This “government bad, private good” meme is getting a little old, if you ask me. Not just because it’s become an overblown, orchestrated chant from some segments of the political spectrum, but also because it’s patently untrue.
Have we forgotten as a nation how private enterprise can wreak havoc on markets, clients, economies, consumers and taxpayers when greed and corruption run amok?
Remember Enron? California has yet to climb out of the deficit canyon first created when Enron began scamming the state’s ill-fated foray into energy deregulation about 10 years ago. Oh, don’t think for a moment I’m letting the California Legislature off the hook for not dealing with the deficit since — the state capital is a muddled, misguided, myopic morass of partisan paralysis and ineffectiveness.
But let’s not forget the root cause of the state’s initial plunge into deficits — the energy crisis created by Enron’s illegal actions protected by a friendly White House with ties to the Texas firm. Enron finally blew itself up with its increasingly fraudulent accounting scams, taking out along with it one of the big-five accounting and audit firms, Arthur Andersen, for its complicity in helping Enron mask its illegal activities.
And, for those who’ve forgotten, Enron was followed by a long list of firms — WorldCom., Tyco, Adelphia, Nortel, just to name a few — that made business news pages read like a scandal sheet of ongoing corporate fraud and criminal activity. These “good” private companies fleeced stockholders, employees, customers, and retirees, wiping out investors and 401Ks by the thousands as corporate executives conspired to line their pockets behind the scenes even as their firms received tax credits, incentives and taxpayer dollars.
We’ve seen it time and time again — when the political pendulum swings to deregulation and diminished oversight, with the goal of getting government out of the way, fraud and corruption rush to fill the void.
Though it’s becoming increasingly politically incorrect to point out facts, the economic meltdown of 2008 was conceived and created by Wall Street traders, bankers, lenders, and mortgage originators engaging in fraud and creating Ponzi-like mortgage securities and synthetic financial derivatives that were guaranteed to blow up when the Wall Street-created housing bubble burst.
And it was aided and abetted by the ideological belief that the private market would discipline itself and government oversight was simply unnecessary — until it collapsed like a house of cards. Then, of course, government needed to step in and save the market from its own avarice and corruption.
Those who claim the economic meltdown and recession was caused by government forcing lenders to sell mortgages to people who couldn’t afford them is grossly misinformed.
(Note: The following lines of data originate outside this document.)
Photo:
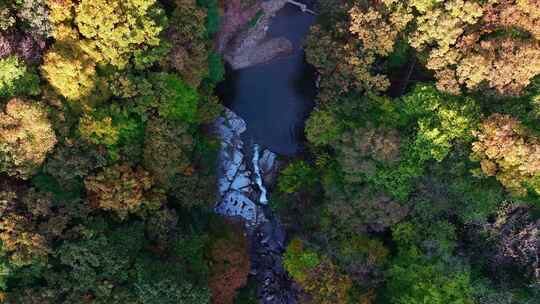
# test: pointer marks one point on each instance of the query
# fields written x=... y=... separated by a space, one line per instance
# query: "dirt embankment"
x=243 y=36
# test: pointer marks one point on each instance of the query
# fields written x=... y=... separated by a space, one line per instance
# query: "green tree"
x=117 y=31
x=16 y=79
x=297 y=176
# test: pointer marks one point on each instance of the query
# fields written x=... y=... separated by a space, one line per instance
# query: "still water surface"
x=275 y=98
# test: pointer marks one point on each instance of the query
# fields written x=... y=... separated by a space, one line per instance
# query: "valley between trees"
x=418 y=180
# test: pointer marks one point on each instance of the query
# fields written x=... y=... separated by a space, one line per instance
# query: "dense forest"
x=419 y=181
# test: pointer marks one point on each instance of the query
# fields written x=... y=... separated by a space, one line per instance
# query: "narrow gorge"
x=269 y=91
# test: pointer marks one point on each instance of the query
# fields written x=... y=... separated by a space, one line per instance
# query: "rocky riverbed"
x=243 y=38
x=244 y=170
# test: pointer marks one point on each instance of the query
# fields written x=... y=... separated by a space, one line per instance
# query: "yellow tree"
x=26 y=136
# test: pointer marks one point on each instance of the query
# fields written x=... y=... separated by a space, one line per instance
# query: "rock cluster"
x=249 y=45
x=243 y=172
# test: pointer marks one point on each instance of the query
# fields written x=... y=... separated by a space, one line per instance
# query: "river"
x=275 y=98
x=269 y=104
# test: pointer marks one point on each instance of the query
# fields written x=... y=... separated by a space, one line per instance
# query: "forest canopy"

It’s as if they’ve learned the letter “A” and now believe they’ve learned the alphabet. A little bit of knowledge can be a dangerous thing, especially when it’s informed more by ideology than research and facts. Facts are pesky things, they don’t go away just because some don’t want to learn them.
Government can be inefficient and wasteful just as private firms can be permeated with graft and scandalous behavior. There’s corruption in both government and private markets. It seems to be a permanent facet of human behavior, unfortunately.
When governments, fueled by ideology, seek to outsource government functions, they can trade one set of perceived problems for an equally problematic different set. Who will monitor conflicts of interest and ensure outsourced employees have no ties, financial or familial, to vendors, contractors, developers and other special interests? Whose best interests lie at the heart of decisions — the public’s or that of the private firm that provides the workers? How much more of the public’s business gets conducted hidden from public view?
Excellence and efficiency occurs with good management. Neither government nor private business has a guaranteed lock on either. Give the “government bad, private good” mantra a rest.